O compromisso tem também abrangência internacional, uma vez que o Brasil ratificou em 2013 a Convenção Interamericana contra o Racismo, a Discriminação Racial e Formas Correlatas de Intolerância (CIRDI, promulgada no Brasil pelo Decreto 10.932, de 10 de janeiro de 2022), comprometendo-se a prevenir, eliminar, proibir e punir todos os atos e manifestações de racismo e formas correlatas de intolerância, inclusive aquelas que signifiquem a negação a qualquer restrição ou limitação do uso de tradições, costumes e cultura das pessoas em atividades públicas ou privadas ou a negação a direito cultural (artigo 4º, IX e XII, da CIRDI).

O escopo legislativo traçado evidencia que é dever do Poder Público não só permitir a manifestação cultural no Carnaval, mas também assegurar seu livre exercício, viabilizar a diversidade de narrativas e a ampla e diversa participação popular. Não se trata de não atrapalhar, mas de realizar.

É certo que a desigualdade racial envolve não só as dimensões econômica, política e de representação, mas também cultural. O racismo cultural é também um discurso de ódio e alimenta a desigualdade e o estigma. Neste viés, a igualdade étnico-racial é um dos objetivos de desenvolvimento sustentável previsto na Agenda 2030 para o governo brasileiro.

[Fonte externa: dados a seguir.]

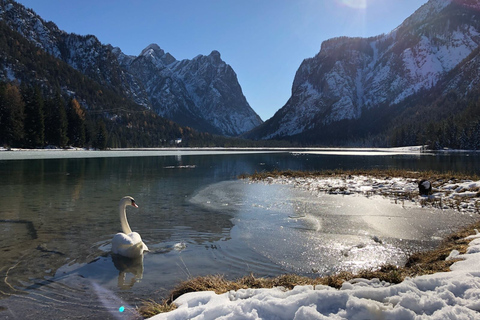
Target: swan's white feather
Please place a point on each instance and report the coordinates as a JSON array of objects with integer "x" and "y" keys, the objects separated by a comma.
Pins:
[{"x": 128, "y": 245}]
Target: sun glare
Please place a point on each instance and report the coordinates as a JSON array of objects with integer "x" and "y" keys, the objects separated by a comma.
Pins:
[{"x": 356, "y": 4}]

Uma vez estabelecidas competências ao Poder Público para assegurar o direito fundamental ao Carnaval, maior festa popular do país, exercício máximo do fomento à cultura, cabe à advocacia pública viabilizar juridicamente a política pública cultural-carnavalesca, atenta inclusive ao dever constitucional, legal e convencional do Estado brasileiro de adotar políticas especiais para assegurar o gozo ou o exercício dos direitos e liberdades fundamentais das pessoas ou grupos sujeitos ao racismo e formas correlatas de intolerância – como o direito à livre manifestação cultural (artigos 9º e 5º da CIRDI).

É o que se espera de uma advocacia pública alçada pela Constituição Federal de 1988 como função essencial à justiça. É o que espera essa autora, mulher branca advogada pública, que escreve num sábado de Carnaval.